On the pitch, Schmidt is a dogged and determined midfielder, one who can skillfully pick out a teammate with a perfectly weighted pass, but also someone who is not afraid to get stuck in and do the dirty work to win back possession for her team.
Off the field, the veteran midfielder cuts a far more unassuming figure, untouched by her success and her esteemed standing within the Canadian women’s team.
Case in point. Canada plays Costa Rica in the semifinals of the Concacaf Olympic qualifying tournament on Friday in Carson, California. The winner not only advances to the finals two days later in Carson, but also clinches a berth at this summer’s Tokyo Olympics.
In all likelihood, Schmidt, a 31-year-old from Abbotsford, B.C., will earn her 195th cap for Canada in the do-or-die showdown with Costa Rica, and inch closer to joining a pretty exclusive group. Only Christine Sinclair (291 appearances) and Diana Matheson (203) have earned 200 caps for Canada.
Schmidt will become a member of the 200 cap club at some point this year, but she didn’t even know she was closing in on the special milestone when recently informed of it by CanPL.ca.
“How many do I need? Wow, that’s pretty cool, eh? A few games away, though. The prospect is exciting, and to join that elite club is pretty humbling,” Schmidt said with her trademark modesty.
Hitting the 200-game plateau will be a long time in coming for Schmidt, who first joined the Canadian youth program in 2003 when she was 14. The following year, she represented Canada at the FIFA U-20 Women’s World Cup in Thailand, and again at the 2006 U-20 World Cup in Russia.
She earned her first cap for Canada as a 16-year-old when she started in a friendly against the Netherlands on April 19, 2005, and bagged her first goal that same month. Since then, she’s been a mainstay in Canada’s lineup (of her 194 caps, 169 have come as a starter), scoring 19 goals and tallying 20 assists.
Schmidt has always been there for Canada, playing in countless friendlies and qualifying tournaments, as well as three Olympics (helping the Reds win bronze in 2012 and 2016) and in four FIFA Women’s World Cups.
Incredibly, she played in 76 consecutive matches for Canada from 2011 to 2015, and followed that streak up with another one when she appeared in 24 straight games from 2016 to 2017.
“It’s been a long time when you think about how many years I’ve been on the national team.
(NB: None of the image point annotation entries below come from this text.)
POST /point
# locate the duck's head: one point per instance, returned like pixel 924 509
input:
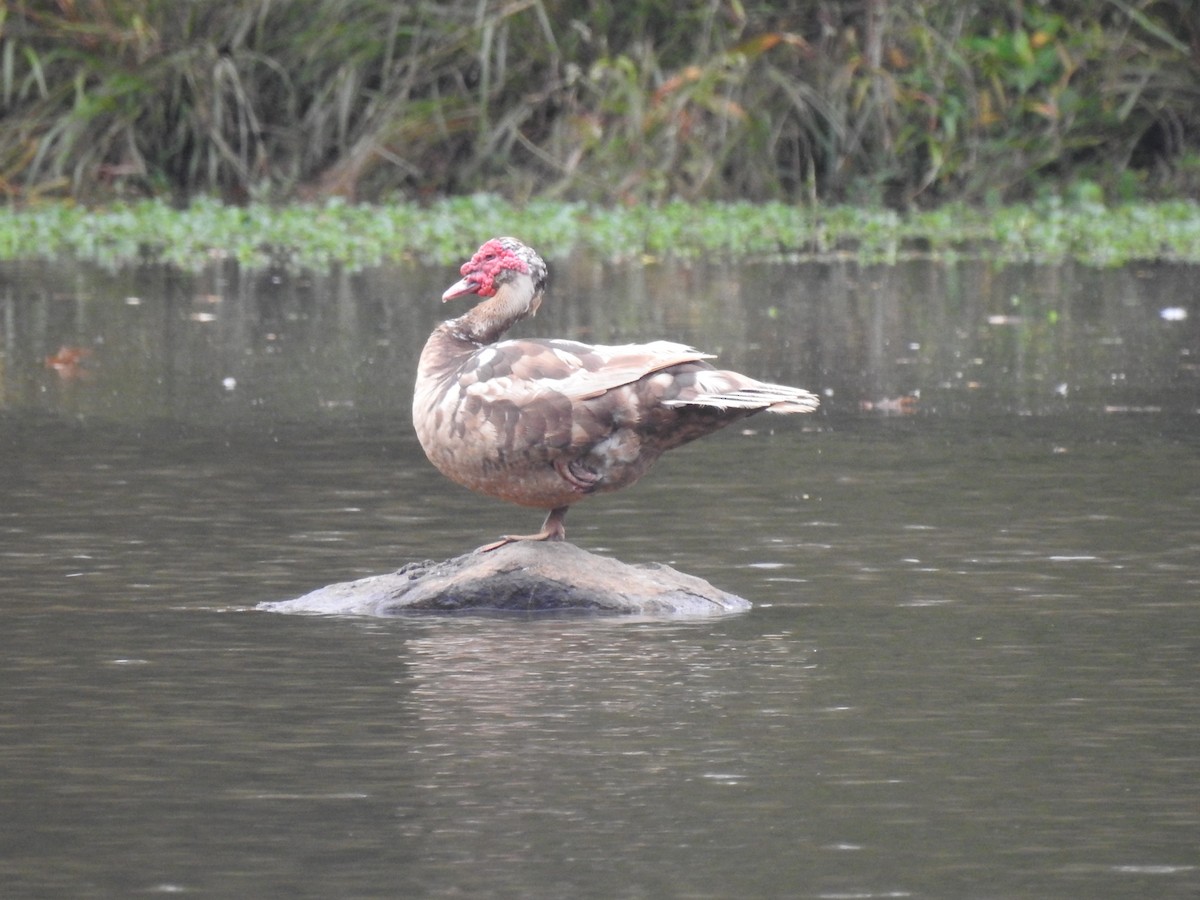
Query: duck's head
pixel 502 265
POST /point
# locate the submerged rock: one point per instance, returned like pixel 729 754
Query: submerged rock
pixel 521 577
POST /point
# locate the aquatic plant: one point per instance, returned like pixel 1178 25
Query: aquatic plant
pixel 319 235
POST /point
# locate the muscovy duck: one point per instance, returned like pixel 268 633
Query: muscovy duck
pixel 546 424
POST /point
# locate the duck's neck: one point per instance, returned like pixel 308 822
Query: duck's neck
pixel 487 321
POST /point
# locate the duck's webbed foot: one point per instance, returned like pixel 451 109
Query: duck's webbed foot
pixel 552 529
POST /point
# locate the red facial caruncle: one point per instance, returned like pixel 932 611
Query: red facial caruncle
pixel 480 271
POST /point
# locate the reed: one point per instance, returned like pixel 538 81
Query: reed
pixel 876 102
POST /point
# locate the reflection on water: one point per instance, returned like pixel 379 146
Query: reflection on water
pixel 970 671
pixel 913 337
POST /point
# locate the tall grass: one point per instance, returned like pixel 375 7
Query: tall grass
pixel 871 101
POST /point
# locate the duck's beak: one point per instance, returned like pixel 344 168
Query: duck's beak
pixel 465 286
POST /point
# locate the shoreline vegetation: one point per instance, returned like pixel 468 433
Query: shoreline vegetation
pixel 334 233
pixel 259 130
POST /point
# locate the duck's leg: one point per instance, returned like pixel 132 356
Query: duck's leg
pixel 552 529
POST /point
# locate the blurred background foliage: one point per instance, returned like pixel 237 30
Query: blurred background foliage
pixel 876 102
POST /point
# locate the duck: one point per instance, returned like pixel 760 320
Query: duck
pixel 546 424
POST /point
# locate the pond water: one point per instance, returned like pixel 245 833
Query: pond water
pixel 972 667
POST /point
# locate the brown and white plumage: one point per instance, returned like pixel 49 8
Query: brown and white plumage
pixel 546 424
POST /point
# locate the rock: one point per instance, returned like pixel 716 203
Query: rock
pixel 522 577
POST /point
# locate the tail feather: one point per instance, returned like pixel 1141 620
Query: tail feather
pixel 772 397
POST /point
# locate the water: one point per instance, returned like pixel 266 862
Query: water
pixel 971 670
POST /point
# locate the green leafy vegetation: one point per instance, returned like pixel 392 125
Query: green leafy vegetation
pixel 868 102
pixel 319 235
It’s pretty incredible, and I’m honoured and thankful for the opportunities I’ve been given, and that I’ve been able to stay healthy. That’s an issue with a lot of players, and that’s been a key to my longevity, but it’s a been a fun ride,” Schmidt said.
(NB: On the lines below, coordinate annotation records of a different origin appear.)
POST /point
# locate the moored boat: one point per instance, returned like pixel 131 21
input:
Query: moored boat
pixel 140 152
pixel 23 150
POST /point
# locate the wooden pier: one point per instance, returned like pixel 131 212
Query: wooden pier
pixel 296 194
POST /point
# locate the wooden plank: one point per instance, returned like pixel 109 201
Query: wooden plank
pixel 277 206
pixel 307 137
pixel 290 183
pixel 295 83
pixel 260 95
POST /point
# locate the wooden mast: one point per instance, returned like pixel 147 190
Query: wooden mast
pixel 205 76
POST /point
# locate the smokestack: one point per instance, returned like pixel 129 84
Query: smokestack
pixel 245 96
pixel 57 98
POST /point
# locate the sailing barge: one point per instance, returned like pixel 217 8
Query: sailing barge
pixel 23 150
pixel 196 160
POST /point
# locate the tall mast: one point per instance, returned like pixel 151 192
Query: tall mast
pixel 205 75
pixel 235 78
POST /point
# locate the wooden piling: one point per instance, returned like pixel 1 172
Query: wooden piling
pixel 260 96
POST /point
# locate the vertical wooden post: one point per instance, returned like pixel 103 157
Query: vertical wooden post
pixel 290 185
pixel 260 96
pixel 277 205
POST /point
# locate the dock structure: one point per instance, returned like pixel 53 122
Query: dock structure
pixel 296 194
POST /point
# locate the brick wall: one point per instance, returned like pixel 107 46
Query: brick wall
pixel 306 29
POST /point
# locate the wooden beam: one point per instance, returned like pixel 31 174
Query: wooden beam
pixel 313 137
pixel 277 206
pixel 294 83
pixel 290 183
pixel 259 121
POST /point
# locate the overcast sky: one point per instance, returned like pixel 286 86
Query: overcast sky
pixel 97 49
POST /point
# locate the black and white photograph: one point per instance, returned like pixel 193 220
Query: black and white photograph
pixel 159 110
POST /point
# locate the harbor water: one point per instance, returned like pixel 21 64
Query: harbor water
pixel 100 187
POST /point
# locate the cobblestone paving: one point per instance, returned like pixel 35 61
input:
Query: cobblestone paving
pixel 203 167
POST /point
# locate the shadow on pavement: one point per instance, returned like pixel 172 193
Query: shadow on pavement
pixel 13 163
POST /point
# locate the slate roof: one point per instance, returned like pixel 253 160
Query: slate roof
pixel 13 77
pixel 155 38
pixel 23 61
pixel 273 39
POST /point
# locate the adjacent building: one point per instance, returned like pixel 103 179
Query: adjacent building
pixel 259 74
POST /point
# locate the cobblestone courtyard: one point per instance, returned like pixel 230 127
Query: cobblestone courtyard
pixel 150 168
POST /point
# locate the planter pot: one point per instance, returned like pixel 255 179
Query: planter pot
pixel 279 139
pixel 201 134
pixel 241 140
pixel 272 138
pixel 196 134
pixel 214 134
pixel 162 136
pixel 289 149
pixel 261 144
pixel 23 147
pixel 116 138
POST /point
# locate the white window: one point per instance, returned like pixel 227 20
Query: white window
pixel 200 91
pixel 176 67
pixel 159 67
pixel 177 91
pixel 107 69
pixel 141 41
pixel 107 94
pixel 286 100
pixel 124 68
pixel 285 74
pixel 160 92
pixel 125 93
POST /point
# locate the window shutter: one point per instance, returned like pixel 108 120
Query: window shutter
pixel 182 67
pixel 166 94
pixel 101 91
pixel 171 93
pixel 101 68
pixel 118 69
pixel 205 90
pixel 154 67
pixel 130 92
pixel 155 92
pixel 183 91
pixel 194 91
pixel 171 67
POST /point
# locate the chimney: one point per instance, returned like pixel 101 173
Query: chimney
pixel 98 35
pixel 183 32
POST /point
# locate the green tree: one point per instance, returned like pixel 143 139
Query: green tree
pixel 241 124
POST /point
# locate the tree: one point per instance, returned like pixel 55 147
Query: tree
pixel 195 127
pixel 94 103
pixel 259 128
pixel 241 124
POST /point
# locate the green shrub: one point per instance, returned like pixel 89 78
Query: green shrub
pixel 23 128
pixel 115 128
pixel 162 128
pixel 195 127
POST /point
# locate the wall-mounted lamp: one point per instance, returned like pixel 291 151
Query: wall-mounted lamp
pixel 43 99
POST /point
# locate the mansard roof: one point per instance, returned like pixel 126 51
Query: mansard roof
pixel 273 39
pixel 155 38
Schmidt shows no signs of slowing down, either. If all goes well, she’ll figure prominently for Canada at this summer’s Olympics, and it wouldn’t be at all surprising to see her compete at the 2023 Women’s World Cup.
She’s clearly been an important player for Canada, and is a lock to one day be inducted into Canada Soccer’s Hall of Fame. But there is a level of humility within the veteran midfielder that is incongruent with her level of success.
When asked if she sees a bit of herself in any of the current youngsters on the national team, Schmidt expertly deflects and points out her younger teammates are further along in their development than she was at their age.
“That’s hard to answer because I’m so old,” quipped Schmidt, who plays her club soccer with the Houston Dash in the NWSL.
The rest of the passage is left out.